Wednesday, February 1, 2017

J'Adore


When I saw my son for the first time, they wheeled him in tiny isolette.  All 7 pounds of him.  I had yet to hold him.  Twelve hours of labor had made this girl shaky so this was our moment. 

I felt it, I watched it, I saw it, my heart fly out of my chest and march straight into that isolette.  I thought he was the single most gorgeous thing I had ever seen.  He looked exactly like his daddy, yet his eyes were unbelievably and exactly like mine. 

It tore me open in ways I could not have imagined.  And funny thing, I never wanted to be stitched back up.  The vulnerability of motherhood is crazy wonderful and perfect in every way.

Eight years later, I sat in a little office, exactly half way across the world.  It was not twelve hours of labor this time, but twenty-six hours of flying.  I felt ill at ease as I heard Russian and English dance back and forth. 

We had been told, repeatedly, that the little girl’s whose picture we had seen might not be available.  We had been told our path may be to select a child that was the system.  We had been told to stay quiet, eyes down, and wait.  11 months had been an excruciatingly long labor. 

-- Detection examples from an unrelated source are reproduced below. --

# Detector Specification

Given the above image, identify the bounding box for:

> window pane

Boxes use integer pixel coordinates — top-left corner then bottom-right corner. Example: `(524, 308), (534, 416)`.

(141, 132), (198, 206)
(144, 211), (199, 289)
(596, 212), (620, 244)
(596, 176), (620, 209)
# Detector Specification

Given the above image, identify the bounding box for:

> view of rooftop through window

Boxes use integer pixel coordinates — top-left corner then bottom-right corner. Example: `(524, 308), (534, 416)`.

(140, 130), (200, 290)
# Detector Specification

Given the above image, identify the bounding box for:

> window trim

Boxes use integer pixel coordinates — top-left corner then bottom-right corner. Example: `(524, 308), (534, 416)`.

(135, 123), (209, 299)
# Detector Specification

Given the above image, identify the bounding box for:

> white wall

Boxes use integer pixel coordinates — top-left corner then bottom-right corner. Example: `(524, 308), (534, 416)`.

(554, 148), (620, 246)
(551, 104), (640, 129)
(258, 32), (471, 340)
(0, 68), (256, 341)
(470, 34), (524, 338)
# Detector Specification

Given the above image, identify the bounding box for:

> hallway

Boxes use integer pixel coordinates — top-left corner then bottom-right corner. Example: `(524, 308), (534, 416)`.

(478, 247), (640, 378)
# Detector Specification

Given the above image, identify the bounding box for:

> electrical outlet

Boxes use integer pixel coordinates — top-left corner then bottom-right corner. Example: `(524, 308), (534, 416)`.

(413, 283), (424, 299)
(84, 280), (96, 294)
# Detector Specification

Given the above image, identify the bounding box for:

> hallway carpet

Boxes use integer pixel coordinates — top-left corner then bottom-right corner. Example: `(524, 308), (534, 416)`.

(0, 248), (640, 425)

Suddenly the door opened and my daughter was ushered in.  The one whose picture I had held tight and wept over and prayed over no less than a thousand times.  I could at last feel her breath.  Only this time, my heart broke open over her and the 150 million orphans that would not find their mamas that day.  And it has never been stitched back.

Paul writes in Ephesians, that God adopts us.  We children of different mother’s are chosen.   But He doesn’t stop there.  He continues with WHY.  He adopts us. ….  “Because it gives Him great pleasure.”

That is crazy good.  The Creator and Lover of our souls takes pleasure in us, you and me.


Don’t you just want to walk straighter and love more and seek Him in the places that are hard and ugly and unlovely?  He is there spilling light in the darkness.  Let’s be there with Him.